Twitter News Dataset

Abstract

This dataset consists on 5234 news events obtained from Twitter.

Download

Description

Events

The file events.csv.gz contains a CSV file, called events.csv with all the news events captured from Twitter since August, 2013 until June, 2014. The format of each line of the file is the following:

<event ID>,<date>,<total keywords>,<total tweets>,<keywords>

Where:

  • <event ID> is an integer which identifies the corresponding event. There are 5234 events, then <event ID> ranges from 1 to 5234.
  • <date> is the date of the event or connected component. The format is YYYY-MM-DD.
  • <total keywords> is an integer indicating how many keywords are in the event or connected component.
  • <total tweets> is an integer indicating how many tweets belongs to this event.
  • <keywords> is a string containing <total keywords> keywords. There is a semicolon between two keywords.

Tweets

The file tweets.csv.gz (available upon request via email to the authors) contains a CSV file, called tweets.csv, with all the tweets IDs corresponding to each event in events.csv. The format of each line of the file is the following:

<tweet ID>, <event ID>

Where:

  • <tweet ID> is an long number indicating the Twitter ID of the given tweet. Using the Twitter REST API it is possible to retrieve all the information about the given tweet.
  • <event ID> corresponds to the event ID of the given tweet.

Clusters

The files cluster_labels.txt and time_resolutions.txt contain the cluster labels for each event and the time resolutions learned from all events, respectively.

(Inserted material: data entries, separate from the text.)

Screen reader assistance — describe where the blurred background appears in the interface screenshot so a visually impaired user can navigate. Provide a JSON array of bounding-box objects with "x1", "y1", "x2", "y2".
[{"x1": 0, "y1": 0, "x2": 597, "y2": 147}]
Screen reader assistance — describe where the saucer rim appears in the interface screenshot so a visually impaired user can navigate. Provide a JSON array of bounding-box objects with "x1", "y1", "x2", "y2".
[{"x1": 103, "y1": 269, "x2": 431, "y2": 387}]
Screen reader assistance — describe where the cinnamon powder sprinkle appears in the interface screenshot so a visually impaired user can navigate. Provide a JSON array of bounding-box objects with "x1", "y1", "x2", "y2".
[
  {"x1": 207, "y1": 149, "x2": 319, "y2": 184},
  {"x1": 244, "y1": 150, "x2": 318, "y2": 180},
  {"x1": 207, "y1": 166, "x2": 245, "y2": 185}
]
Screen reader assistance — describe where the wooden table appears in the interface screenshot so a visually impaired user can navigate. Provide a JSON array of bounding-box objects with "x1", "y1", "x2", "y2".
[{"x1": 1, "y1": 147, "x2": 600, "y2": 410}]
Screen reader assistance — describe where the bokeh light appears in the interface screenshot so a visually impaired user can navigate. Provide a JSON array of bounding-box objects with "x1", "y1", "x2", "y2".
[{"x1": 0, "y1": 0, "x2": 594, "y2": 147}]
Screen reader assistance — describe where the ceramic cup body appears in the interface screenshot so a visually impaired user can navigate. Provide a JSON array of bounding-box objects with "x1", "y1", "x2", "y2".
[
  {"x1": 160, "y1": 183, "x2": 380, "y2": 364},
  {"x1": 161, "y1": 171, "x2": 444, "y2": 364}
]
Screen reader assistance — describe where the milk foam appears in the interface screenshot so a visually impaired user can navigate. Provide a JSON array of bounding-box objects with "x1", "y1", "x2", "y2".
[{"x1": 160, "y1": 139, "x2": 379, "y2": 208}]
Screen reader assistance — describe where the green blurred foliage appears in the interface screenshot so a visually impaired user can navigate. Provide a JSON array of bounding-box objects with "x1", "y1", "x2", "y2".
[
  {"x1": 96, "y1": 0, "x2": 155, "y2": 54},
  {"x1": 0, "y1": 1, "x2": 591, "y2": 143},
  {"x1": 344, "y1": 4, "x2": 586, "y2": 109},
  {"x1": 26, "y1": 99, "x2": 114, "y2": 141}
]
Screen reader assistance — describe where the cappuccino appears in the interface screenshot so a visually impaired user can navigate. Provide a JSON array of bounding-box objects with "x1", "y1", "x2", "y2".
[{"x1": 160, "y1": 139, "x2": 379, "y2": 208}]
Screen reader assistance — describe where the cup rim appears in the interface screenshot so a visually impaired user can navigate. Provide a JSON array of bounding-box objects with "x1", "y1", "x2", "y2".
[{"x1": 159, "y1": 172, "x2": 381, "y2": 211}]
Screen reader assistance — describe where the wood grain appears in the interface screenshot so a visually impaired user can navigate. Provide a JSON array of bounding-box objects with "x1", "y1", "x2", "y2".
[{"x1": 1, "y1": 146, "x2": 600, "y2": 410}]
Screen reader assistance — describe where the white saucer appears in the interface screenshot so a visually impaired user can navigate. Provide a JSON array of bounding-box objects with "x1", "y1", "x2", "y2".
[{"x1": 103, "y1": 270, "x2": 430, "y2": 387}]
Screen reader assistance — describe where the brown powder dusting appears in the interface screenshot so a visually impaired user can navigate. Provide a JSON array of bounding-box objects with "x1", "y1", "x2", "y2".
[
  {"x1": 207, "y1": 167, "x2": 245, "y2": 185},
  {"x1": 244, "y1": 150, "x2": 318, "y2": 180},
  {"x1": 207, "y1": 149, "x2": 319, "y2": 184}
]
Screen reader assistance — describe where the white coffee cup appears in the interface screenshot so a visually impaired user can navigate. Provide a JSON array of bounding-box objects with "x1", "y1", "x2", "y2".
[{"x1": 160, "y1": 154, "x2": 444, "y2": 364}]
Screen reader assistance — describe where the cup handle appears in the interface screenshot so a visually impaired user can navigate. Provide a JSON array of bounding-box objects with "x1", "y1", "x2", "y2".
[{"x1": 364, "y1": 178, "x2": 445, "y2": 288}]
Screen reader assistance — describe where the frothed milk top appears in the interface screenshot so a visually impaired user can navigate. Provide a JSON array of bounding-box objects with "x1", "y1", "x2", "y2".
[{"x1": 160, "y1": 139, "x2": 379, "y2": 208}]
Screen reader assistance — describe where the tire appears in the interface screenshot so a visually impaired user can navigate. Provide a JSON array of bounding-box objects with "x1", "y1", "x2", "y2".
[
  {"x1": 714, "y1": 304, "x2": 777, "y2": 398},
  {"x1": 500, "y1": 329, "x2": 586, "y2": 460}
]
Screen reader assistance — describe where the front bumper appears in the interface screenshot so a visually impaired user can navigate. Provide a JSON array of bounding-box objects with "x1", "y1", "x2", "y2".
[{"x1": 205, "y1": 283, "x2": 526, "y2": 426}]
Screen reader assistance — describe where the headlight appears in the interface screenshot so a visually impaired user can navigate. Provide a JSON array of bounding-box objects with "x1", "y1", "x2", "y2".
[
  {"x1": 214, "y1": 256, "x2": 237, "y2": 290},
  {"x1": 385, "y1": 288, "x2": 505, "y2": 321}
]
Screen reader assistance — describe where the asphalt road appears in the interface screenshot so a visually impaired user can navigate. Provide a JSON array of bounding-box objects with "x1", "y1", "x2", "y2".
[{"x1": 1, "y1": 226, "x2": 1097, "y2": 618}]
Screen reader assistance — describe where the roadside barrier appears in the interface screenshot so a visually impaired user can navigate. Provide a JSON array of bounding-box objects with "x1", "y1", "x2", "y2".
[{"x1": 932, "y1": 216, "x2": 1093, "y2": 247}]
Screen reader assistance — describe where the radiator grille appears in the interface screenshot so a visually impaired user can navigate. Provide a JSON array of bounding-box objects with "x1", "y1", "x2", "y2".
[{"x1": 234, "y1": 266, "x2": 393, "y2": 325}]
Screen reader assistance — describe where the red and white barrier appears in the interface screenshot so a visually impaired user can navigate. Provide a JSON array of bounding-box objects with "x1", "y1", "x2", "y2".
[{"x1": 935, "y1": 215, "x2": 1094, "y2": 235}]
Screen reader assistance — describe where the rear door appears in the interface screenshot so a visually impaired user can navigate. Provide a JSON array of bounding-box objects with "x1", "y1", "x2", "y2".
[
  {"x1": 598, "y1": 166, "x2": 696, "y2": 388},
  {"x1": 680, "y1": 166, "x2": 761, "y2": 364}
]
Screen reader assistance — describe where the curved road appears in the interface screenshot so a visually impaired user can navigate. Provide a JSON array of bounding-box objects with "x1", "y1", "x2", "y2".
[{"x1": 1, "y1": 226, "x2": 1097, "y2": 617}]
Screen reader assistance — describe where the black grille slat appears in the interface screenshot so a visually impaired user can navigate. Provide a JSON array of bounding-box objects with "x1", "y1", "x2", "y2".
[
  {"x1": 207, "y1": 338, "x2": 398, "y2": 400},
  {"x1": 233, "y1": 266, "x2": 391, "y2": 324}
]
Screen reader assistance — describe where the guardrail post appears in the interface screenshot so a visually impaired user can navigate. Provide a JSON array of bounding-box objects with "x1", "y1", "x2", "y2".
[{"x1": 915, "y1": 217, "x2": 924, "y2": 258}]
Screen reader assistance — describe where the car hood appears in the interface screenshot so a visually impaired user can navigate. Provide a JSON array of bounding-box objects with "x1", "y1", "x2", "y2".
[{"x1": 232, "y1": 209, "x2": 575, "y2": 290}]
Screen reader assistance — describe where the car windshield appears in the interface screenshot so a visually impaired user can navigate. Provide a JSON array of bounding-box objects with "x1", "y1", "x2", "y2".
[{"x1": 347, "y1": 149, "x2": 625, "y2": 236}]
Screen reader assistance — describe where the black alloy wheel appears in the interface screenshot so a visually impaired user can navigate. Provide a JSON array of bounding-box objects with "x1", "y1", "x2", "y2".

  • cluster_labels.txt contains one integer number per line, from 0 to 19. In line i, the cluster label in that line corresponds to the event ID number i.
  • time_resolutions.txt contains one floating point number per line, indicating the time resolution learned for all events, in minutes. There are 20 numbers in the file, one per line, in increasing order, with at most 13 decimal numbers after the point.

Last Modified: 16 November 2016